Мы договорились до точки, после которой надо было откровенничать или прекращать разговор.

— Ну, не будем ссориться! Не надо ссориться! — вдруг чего-то испугалась Томилина.

Я пока недовольно молчал.

— Расскажите лучше о музыке... Я так люблю, когда вы говорите о музыке, — как ни в чем не бывало, намеренно невинным тоном продолжала она.

Но я начал не совсем на ту тему:

— Нельзя объединить жизнь и искусство, жизнь и музыку! Музыка так бесконечна и абсолютна, так фантастична и капризна, что никакая жизнь за ней не угонится, никаким порывам и полетам нельзя угнаться за музыкой... Жизнь слаба, относительна, она вечно колеблется; ее творчество густо, тяжело, неуемно. Музыка, это красота, сила, величие, игра... А жизнь... Жизнь тоже, конечно, может быть красотой и силой, но жизнь — упорна... Жизнь — злая, неподатливая. Она рождает из себя красоту и силу тогда, когда вы этого совсем не ждете. А если вам захотелось красивого, сильного, глубокого, захотелось тайн любви и познания, то большею частью жизнь будет делать вам все как раз наоборот. Вы хотели прекрасного, и тут-то и начнет выворачиваться всякое невообразимое безобразие: мелкие, тупые люди или бездарные женщины, эти нелепо удивленные глаза и глупо приподнятые брови, ничтожные и деланные улыбки... Попробуй только осуществить какой-нибудь пустяк, и—на тебя набросится целая свора остервенелых, озверелых людей, на тебя надвинется вся эта пустая и злая масса слепой и дурацкой жизни, и все это дразнится, издевается, кусает, злобствует, клевещет, жрет твой добрый, хороший пустячок и, вероятно, даже тебя самого вместе с ним. Если так, то уж лучше тогда просто отказаться от всяких жизненных осуществлений. Пусть ее осуществляется, как хочет! В музыке по крайней мере красота и свобода, свободный и прекрасный восторг. Пусть он не жизненен, пусть он теоретичен, пусть он исключительно теоретичен, что ли. Это — не важно. Зато он прекрасен! А ведь как хочется прекрасного! Любить и познавать прекрасное — как это прекрасно!

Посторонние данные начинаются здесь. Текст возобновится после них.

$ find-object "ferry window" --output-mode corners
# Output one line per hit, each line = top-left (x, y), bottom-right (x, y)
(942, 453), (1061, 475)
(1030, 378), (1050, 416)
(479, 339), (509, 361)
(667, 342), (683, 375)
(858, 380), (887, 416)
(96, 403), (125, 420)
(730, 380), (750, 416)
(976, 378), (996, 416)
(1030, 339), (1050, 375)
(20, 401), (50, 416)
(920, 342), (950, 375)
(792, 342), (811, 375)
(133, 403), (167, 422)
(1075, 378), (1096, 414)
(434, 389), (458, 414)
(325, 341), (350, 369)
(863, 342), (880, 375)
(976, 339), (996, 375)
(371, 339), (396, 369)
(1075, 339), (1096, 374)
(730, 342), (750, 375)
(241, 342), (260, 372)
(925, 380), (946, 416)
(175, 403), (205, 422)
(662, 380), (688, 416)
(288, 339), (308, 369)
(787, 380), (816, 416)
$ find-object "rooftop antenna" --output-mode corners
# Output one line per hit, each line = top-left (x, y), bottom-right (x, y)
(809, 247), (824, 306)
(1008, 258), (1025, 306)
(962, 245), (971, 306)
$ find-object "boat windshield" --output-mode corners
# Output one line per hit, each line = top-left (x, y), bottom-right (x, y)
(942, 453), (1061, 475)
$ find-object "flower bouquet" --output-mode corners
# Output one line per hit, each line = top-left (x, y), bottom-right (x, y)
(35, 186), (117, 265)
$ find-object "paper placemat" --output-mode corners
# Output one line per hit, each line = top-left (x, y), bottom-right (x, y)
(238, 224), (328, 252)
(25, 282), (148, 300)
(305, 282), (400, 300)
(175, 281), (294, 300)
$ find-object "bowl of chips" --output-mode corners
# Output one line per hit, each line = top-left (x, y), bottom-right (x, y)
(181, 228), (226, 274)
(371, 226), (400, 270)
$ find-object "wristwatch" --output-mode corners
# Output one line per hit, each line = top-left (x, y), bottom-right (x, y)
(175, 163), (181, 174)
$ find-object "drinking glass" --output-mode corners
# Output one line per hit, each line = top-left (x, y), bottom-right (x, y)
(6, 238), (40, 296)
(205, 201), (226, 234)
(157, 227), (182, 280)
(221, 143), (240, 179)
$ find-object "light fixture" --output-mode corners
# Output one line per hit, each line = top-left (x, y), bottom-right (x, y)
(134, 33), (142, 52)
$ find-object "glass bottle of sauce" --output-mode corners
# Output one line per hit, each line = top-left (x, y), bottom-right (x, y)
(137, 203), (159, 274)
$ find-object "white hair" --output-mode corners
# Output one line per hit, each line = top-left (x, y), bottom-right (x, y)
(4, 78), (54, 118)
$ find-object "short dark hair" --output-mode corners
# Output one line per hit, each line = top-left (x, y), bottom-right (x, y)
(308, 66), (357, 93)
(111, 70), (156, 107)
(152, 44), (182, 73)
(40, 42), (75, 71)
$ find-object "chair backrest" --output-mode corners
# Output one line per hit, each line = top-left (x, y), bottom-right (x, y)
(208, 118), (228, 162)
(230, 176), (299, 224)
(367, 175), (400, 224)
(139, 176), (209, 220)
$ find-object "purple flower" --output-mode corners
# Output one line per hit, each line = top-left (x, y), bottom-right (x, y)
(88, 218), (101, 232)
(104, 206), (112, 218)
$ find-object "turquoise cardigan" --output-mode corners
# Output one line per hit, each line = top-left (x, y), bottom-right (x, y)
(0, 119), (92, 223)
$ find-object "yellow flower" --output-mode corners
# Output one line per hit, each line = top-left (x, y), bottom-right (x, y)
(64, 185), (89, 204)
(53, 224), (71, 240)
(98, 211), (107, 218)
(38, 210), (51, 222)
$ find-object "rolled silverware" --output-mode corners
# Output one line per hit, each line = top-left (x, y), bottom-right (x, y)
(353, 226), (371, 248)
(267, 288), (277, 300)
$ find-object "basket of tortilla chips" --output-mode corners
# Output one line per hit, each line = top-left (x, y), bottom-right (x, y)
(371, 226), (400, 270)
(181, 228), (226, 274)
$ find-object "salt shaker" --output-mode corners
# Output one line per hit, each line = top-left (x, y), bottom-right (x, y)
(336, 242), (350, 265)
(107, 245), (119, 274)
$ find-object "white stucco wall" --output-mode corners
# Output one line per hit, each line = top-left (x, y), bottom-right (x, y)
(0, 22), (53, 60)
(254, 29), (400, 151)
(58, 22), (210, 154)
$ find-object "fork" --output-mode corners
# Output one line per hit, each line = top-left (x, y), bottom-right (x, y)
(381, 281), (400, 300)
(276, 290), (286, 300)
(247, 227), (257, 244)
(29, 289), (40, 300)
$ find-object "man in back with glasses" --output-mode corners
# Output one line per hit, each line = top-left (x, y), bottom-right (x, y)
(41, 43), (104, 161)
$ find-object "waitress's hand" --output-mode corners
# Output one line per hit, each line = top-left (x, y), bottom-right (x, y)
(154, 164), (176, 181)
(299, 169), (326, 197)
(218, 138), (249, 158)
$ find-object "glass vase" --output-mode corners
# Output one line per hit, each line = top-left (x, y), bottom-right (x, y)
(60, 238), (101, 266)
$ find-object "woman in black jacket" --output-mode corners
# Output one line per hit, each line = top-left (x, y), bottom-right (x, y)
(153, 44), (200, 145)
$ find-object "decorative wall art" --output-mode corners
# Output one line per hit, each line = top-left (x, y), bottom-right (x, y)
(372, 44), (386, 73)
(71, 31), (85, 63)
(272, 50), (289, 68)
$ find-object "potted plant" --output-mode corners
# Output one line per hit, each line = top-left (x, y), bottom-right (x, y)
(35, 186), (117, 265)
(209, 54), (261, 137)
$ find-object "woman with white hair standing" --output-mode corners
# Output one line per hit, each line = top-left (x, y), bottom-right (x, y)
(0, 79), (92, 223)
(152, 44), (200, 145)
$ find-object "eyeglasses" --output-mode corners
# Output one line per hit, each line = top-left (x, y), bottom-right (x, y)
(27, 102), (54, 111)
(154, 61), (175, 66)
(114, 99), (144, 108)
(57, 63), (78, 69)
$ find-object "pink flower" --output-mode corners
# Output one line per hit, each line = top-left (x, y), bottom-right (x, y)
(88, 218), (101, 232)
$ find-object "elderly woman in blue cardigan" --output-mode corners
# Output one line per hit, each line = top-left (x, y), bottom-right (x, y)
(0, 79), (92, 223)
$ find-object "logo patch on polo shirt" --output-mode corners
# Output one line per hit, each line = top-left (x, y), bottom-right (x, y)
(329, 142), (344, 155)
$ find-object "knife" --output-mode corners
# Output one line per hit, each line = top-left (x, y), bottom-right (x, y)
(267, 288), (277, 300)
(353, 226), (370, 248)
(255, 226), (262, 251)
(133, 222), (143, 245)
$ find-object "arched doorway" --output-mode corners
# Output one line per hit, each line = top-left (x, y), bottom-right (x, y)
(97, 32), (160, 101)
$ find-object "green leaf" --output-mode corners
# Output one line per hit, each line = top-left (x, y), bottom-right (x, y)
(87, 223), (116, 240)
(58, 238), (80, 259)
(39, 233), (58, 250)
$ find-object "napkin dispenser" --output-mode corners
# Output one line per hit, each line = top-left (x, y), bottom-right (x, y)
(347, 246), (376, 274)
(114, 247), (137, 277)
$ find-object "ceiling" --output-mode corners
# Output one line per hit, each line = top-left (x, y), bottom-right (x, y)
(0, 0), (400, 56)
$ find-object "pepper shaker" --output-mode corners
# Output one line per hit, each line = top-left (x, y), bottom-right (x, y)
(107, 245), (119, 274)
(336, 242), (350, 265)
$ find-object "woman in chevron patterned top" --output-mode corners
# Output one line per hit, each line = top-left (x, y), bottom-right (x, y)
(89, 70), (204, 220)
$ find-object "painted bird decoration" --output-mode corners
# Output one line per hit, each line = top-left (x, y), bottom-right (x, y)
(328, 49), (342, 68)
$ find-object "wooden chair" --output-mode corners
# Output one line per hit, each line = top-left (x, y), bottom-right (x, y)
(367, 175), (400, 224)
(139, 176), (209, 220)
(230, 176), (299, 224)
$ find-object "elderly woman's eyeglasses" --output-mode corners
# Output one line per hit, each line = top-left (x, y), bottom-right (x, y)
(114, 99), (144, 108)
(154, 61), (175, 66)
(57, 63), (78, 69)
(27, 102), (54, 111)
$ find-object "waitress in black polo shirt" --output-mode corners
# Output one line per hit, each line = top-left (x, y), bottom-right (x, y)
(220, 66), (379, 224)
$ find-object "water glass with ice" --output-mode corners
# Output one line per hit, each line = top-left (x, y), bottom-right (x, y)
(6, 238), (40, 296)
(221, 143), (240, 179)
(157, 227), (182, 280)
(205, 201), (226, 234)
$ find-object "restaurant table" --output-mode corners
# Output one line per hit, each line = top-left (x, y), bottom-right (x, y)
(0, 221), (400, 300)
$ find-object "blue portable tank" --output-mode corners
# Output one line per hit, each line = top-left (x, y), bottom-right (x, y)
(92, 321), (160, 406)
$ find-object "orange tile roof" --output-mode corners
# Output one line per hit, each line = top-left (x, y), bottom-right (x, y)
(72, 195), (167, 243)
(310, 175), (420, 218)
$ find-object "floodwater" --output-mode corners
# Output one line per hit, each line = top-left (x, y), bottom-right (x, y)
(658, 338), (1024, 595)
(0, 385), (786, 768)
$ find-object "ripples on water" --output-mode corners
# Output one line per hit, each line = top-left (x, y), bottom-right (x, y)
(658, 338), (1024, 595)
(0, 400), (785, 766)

— Николай Владимирович... Вы сами знаете, что вы тут недоговариваете... Вы... Так ведь нельзя... неясно...

Тут я вдруг заметил что-то невообразимое.

Я вдруг стал замечать, что Томилина... как-то особенно близко прижимает мою руку к себе.

Оба мы были в легком белом. Стояла жара, и мне было жарко даже в этом. На ней была тончайшая белая блузка, сквозь которую почти светилось белое холеное тело...

Эх, слишком маленькая преграда, эта легчайшая и тончайшая белая летняя ткань, чтобы не ощутить трепетания чужого тела!

“Но что же это такое? — думал я. — В чем дело? Зачем это? Что ей надо? Зачем я ей нужен? Разве у нее мало?.. ”

Да, невообразимо, непостижимо, но это было так... После минутного сомнения я стал вполне определенно ощущать этот странный зов, эту нежную и робкую просьбу...

Скажу прямо: я был совсем не расположен начинать с нею роман. Для этого было много причин, и внутренних, и внешних... И когда я говорил ей о разрыве музыки и жизни, я был вполне искренен... Музыка — одно, а жизнь — совсем другое.

Но — теперь я это уже отчетливо ощущал — она неопределенно вела наступление, и — сразу же, с первого дня, если вспомнить листовские “Годы”.

— Что же вам тут неясно? — мучительствовал я по-прежнему.

— Мне не ясен такой абсолютный разрыв... Неужели это так? Ведь один же человек?.. Человек-то один?.. Ну, хоть... я-то одна, и человек и музыкант сразу?

Она чуть-чуть покраснела.

Я решил наконец поставить точку над “и”.

— Половой акт — вульгаризация любви. Общение с музыкой портится и погибает, если примешивать сюда эту сферу...

Я чувствовал руку Томилиной на своей руке и стал замечать едва уловимое дрожание этой руки...

— Я люблю женщин, но... — запнулся я. — Женская душа, это — талант, это ажур, это — музыка... Но — зачем же сюда примешивать все животное, все низменное, пусть хотя бы даже естественное?.. Мало ли в человеке разного этого “естества”? Насколько увлекательно и заманчиво общаться с интимными вещами в женской психике, настолько же... И музыка — то же. Сколько я видел талантливых и гениальных актрис и исполнительниц, и...

— И ни одну не любили?

— Нет, именно любил, жарко и сладко любил, но...

— Но?

Я усмехнулся.

— Ну, что же вы, оратор вы этакий?

Я смотрел на нее, видел ее порозовевшие щеки, и — язык не поворачивался...

— Всех одинаково любили и... всех всегда любите? — с укоризной прошептала она.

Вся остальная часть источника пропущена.